By morning eyes were appearing near the tank as well: muscular growths stuck out from the hoses, ending in lids and eyelashes. The lids opened. New eyes stared at us intently and expectantly. The infinite silent stares were driving us crazy.
And then. feelers and trunks grew like bamboo runners from the tank, the flasks, and hoses. There was something naive and childlike in their movements. They interwove, touched the apparatus and bottles, the room. One little feeler reached an uninsulated clamp, touched it, and jerked back, drooping.
“Hey, this is getting serious!” my double said.
It was. The computer was moving from a contemplative method of getting information to an active one, and was growing its own sensors and executive mechanisms for it. Whatever you called this development — a striving for informational equilibrium, self — construction, or a biological synthesis of information — you couldn’t help being impressed by the tenacity and power of the process.
But after all we had seen, we were in no mood for awe or academic curiosity. We guessed how it might end.
“Enough!” I picked up Monomakh’s Crown. “I don’t know if we’ll be able to make it do what we want. ”
“It would help if we knew what we wanted,” my double added.
“. but for a start we have to keep it from doing what we don’t want.”
“Get rid of the eyes! Get rid of the feelers! Stop gathering information! Get rid of the eyes. Get rid of the feelers! Stop!” We repeated these thoughts through the crown, spoke them into the microphones.
But the computer went on moving its feelers and following us with its hundreds of eyes.
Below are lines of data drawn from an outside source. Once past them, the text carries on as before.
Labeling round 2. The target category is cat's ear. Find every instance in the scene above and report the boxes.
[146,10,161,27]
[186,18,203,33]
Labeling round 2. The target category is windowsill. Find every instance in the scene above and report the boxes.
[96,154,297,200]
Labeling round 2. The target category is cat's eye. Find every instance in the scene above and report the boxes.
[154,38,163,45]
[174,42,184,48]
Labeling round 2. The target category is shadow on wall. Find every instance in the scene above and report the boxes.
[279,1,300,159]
It was beginning to look like a showdown.
“The result of our work,” my double said.
“So!” I said. “If that’s the way.” I punched the tank. All the feelers quivered and stretched out for me. I moved away. “Val, turn off the water! Disconnect the feed hoses!”
“Computer, you’re going to die. Computer, you’ll die of hunger and thirst if you don’t obey.”
Of course, that was crude and obvious, but what else could we do? My double slowly turned the handle on the water supply. The stream of water from the distillers turned into a drip. I clamped the hoses. The feelers shuddered and drooped. They started curling up and going back into the tank. The eyes dimmed, teared, and crinkled.
An hour later everything was gone. The liquid in the tank was once more golden and clear.
“That’s better!” I took off the crown and rolled up the wires.
We turned the water back on, removed the clamps and stayed in the lab until late at night, smoking, talking about nothing, waiting to see what would happen. We didn’t know what we were more afraid of: a new delirium from the computer or that the system, muzzled so harshly, would fall apart and cease existing. On the first day we talked about “covering up the discovery.” But now we couldn’t stand the thought that it might cover itself and disappear.
My double and I took turns approaching the tank, sniffing carefully, afraid to smell decay or degeneration; not trusting the thermometer we kept touching the sides of the tank and the warm living hoses. Were they cooling off? Were they enflamed with fever again?
But the air in the room stayed warm, humid, and fresh, as if there was a large, clean animal in the room. The computer was alive. It simply wasn’t undertaking anything without us. We had tamed it!
After midnight, I looked at my double, like a mirror. He was blinking with tired red eyes and smiled:
“Everything seems okay, Shall we go to bed?”
There was no artificial double for me. A comrade, a colleague, was sitting next to me, just as tired and happy as I was. And — how strange! — I had not felt joy at meeting him in the institute grounds and I hadn’t been soothed by the phantasmagoric memory show in the tank… but now I was at peace and very happy.
It’s really true? the most important thing for a person is to feel in control of a situation.